A statement issued by Robert F. Kennedy Human Rights has denounced the continued imprisonment of human rights defenders Thulani Maseko and Bheki Makhubu in Swaziland.

According to the statement, Maseko, a renowned activist and lawyer, and Makhubu, a veteran journalist, have each been unjustly detained for publishing articles critical of the lack of judicial independence in Swaziland, Africa’s last absolute monarchy. One year ago today, both men were detained after a closed court hearing. On July 25, they were sentenced to two-year prison terms by Judge Mpendulo Simelane.

 Judge Simelane stated in court that the accused were a “disgrace” and that the harsh sentences were based on the assumption that the two men were plotting “regime change.” Maseko and several others also face trumped-up sedition charges for allegedly carrying banners and wearing t-shirts of a banned political organization, a trial that will likely begin this summer. Political parties have been banned in Swaziland since 1973.

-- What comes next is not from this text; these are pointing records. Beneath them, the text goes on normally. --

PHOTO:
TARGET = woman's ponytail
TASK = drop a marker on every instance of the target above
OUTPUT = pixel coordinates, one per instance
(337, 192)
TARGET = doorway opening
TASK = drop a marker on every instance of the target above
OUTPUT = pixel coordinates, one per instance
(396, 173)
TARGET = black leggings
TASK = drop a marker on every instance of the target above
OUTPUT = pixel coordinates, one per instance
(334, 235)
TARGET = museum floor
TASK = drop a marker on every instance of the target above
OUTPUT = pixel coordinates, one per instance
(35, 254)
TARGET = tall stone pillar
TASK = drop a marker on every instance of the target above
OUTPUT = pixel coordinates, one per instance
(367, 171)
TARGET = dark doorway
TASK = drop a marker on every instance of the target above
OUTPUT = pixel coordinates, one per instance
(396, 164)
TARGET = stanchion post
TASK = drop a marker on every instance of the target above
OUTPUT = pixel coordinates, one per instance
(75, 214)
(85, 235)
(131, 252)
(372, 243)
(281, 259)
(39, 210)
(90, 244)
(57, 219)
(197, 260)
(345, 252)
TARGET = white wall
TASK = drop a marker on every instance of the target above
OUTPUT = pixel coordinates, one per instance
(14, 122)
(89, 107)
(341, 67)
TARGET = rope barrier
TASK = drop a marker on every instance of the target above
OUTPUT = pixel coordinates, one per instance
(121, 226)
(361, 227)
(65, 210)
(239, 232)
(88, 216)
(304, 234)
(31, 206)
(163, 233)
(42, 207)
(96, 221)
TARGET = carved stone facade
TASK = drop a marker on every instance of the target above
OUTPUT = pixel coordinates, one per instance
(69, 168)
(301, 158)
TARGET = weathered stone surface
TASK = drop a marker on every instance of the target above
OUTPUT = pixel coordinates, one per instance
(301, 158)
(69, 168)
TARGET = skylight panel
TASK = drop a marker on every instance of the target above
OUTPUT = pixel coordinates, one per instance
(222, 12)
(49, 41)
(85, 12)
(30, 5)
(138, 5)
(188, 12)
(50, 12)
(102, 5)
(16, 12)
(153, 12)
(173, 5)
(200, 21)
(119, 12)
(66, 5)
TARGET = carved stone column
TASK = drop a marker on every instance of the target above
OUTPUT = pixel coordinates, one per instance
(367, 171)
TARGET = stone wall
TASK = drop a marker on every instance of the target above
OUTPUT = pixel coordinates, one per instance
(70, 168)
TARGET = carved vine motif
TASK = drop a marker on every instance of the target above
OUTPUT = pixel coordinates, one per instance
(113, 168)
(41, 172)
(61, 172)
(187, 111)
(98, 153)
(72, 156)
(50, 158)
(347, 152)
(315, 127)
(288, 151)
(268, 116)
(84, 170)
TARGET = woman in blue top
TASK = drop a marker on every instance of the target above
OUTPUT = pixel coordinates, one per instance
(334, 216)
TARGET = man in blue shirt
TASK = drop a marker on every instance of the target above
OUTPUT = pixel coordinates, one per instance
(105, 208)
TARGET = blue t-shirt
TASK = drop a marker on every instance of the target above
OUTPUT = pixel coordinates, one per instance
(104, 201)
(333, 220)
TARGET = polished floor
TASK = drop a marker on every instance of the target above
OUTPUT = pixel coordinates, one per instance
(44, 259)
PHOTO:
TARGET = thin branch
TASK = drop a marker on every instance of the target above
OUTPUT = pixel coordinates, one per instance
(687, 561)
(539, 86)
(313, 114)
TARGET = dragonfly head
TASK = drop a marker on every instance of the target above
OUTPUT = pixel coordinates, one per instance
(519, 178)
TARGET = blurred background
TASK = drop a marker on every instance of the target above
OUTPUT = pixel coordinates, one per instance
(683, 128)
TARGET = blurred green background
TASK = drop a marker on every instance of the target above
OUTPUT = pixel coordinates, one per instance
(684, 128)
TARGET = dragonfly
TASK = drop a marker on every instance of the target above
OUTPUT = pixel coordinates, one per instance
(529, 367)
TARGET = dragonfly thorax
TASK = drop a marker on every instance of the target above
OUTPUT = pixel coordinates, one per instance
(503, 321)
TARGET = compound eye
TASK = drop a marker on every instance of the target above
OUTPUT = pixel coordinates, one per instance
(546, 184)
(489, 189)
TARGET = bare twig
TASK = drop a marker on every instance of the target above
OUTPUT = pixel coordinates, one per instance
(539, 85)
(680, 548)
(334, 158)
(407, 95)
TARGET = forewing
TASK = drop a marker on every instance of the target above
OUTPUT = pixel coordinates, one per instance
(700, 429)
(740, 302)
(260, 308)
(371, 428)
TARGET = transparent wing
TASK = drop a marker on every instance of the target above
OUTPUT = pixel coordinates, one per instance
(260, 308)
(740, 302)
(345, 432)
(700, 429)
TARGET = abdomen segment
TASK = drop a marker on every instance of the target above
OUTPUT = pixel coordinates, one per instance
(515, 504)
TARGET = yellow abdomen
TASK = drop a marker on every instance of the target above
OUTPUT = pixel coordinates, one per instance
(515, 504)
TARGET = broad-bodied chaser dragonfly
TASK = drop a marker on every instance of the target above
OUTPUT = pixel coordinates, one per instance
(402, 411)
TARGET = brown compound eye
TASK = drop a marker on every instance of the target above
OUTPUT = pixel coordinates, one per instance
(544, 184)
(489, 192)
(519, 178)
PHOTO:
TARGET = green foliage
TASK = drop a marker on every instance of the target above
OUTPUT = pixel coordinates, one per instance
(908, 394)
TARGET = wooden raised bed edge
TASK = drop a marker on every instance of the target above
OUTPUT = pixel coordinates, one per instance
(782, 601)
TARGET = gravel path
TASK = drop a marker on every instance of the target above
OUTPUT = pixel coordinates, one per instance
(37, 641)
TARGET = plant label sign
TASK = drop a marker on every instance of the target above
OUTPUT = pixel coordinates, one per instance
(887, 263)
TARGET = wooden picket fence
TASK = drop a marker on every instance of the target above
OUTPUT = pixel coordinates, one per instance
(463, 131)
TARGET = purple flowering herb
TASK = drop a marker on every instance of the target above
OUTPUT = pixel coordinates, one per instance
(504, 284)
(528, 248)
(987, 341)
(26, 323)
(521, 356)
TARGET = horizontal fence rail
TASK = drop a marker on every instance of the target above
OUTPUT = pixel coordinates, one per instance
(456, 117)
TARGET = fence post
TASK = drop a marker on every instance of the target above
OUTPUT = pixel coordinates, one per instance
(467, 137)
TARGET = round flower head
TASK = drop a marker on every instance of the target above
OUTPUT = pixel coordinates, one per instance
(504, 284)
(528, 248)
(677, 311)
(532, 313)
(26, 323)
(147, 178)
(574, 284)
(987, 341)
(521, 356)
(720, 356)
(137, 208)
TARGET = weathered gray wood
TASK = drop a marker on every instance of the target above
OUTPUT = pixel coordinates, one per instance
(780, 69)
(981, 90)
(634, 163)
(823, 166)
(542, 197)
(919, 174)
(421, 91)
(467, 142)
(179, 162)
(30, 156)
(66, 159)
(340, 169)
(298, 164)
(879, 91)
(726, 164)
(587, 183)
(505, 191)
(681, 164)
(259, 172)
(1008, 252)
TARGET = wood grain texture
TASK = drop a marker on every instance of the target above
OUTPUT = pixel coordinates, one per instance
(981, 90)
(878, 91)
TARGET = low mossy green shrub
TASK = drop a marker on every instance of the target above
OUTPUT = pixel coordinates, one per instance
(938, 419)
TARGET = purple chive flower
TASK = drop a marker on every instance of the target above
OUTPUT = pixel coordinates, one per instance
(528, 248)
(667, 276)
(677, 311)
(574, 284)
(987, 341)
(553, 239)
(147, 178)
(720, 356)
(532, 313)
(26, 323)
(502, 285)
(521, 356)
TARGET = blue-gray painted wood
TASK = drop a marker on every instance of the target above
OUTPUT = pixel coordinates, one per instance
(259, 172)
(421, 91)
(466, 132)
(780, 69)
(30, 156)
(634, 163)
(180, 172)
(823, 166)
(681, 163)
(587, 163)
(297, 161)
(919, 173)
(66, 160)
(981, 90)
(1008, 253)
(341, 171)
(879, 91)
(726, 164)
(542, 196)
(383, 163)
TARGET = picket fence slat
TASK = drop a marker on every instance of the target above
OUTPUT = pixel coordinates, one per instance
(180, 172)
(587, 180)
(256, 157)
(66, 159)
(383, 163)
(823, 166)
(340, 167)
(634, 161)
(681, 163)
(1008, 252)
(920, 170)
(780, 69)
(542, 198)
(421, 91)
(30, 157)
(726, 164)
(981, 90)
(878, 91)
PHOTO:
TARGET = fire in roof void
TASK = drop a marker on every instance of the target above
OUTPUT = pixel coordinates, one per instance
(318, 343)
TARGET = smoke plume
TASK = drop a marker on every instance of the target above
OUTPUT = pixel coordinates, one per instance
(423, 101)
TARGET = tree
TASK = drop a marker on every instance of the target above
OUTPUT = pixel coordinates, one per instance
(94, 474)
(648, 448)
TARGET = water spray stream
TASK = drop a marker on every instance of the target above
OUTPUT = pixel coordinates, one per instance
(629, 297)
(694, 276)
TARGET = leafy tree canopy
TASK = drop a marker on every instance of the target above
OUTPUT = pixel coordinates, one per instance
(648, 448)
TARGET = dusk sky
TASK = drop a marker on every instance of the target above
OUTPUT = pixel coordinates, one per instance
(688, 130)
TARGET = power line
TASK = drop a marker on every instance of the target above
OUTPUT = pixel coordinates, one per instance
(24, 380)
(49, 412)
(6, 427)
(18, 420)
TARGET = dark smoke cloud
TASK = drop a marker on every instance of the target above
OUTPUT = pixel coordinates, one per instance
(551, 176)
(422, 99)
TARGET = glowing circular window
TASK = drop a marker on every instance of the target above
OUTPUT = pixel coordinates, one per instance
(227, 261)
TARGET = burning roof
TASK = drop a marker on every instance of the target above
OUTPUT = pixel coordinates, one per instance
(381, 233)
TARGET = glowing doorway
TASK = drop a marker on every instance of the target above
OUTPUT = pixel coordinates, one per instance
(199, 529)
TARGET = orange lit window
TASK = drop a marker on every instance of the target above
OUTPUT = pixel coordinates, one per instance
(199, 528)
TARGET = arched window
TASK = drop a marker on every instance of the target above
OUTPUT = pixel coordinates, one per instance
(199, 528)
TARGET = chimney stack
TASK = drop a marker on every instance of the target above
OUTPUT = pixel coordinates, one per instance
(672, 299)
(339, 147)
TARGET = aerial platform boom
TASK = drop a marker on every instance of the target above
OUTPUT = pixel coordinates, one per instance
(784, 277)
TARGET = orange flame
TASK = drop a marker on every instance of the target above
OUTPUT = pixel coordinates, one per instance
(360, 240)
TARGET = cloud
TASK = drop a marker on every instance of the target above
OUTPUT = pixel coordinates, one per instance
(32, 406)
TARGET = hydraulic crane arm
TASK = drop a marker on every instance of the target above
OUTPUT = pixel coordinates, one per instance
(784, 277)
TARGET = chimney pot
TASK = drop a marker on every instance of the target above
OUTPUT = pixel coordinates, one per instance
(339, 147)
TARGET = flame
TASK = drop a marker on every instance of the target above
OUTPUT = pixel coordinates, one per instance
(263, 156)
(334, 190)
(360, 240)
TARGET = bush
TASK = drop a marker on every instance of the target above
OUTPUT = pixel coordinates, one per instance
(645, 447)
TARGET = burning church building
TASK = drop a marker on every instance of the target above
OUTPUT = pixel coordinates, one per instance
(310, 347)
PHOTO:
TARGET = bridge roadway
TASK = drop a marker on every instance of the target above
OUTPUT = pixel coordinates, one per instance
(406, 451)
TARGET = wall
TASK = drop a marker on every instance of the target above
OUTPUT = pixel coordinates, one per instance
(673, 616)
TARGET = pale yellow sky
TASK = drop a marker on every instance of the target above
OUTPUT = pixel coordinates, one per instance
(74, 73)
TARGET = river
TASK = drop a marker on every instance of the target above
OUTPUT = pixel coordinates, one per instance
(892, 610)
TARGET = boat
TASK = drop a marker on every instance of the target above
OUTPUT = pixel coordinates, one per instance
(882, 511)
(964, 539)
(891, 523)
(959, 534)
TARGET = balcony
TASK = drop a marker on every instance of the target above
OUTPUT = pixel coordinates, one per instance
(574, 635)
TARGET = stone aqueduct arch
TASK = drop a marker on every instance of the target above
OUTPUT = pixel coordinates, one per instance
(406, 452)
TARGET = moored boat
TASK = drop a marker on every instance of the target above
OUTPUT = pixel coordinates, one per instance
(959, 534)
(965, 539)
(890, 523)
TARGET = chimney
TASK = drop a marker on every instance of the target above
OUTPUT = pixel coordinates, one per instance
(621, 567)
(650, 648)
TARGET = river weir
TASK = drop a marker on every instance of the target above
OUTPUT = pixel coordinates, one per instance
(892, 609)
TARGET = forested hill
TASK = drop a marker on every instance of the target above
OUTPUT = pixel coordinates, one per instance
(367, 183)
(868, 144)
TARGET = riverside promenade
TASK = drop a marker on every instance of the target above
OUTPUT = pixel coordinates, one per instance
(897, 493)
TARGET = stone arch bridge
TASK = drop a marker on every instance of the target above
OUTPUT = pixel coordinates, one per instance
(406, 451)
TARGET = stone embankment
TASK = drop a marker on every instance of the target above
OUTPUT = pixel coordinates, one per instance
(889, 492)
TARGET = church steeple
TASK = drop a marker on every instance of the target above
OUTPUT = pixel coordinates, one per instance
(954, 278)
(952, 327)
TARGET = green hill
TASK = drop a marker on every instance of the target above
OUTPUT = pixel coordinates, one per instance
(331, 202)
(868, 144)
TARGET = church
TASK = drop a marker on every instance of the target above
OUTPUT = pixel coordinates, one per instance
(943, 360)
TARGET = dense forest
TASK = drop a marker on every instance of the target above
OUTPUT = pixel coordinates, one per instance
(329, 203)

“King Mswati III imprisoned Thulani Maseko and Bheki Makhubu in retaliation for their demands for a more just and responsive Swaziland,” said Kerry Kennedy, President of Robert F. Kennedy Human Rights. “They have received only a shadow of due process, and their continued detention makes clear how little regard the Swazi regime has for the basic rights of its people. I urge King Mswati III to uphold the rule of law in his nation and release these brave prisoners of conscience.”

The case against Maseko and Makhubu has been universally decried as a sham from the outset. Due to these concerns, Robert F. Kennedy Human Rights participated in a delegation to Swaziland last December and attended an appeal hearing at the Supreme Court. The delegation was shocked by the highly irregular proceedings, which contravened international standards for a fair and impartial trial. The delegation witnessed serious confusion regarding trial administration and the distribution of core documents; biased statements by the justices regarding a case that is pending before them but has yet to be heard; and a reversal of position by the court regarding its ability to hear a petition for bail which it had previously invited, raising significant questions regarding the independence and impartiality of the proceedings.

Last year, due to longstanding concerns, the Obama Administration withdrew Swaziland’s African Growth and Opportunity Act (AGOA) eligibility, joining only The Gambia and South Sudan as the three countries to have their beneficiary status revoked in direct response to the lack of respect for human rights.

“Today, there is no justice in Swaziland,” said Santiago A. Canton, Executive Director of Robert F. Kennedy Partners for Human Rights. “The kingdom’s judicial system is dominated by one man, a monarch who can unilaterally deny human rights according to his own whims, including free speech and freedom of expression. These actions violate the rights enshrined in Swaziland’s constitution, as well as a wide array of international legal standards.”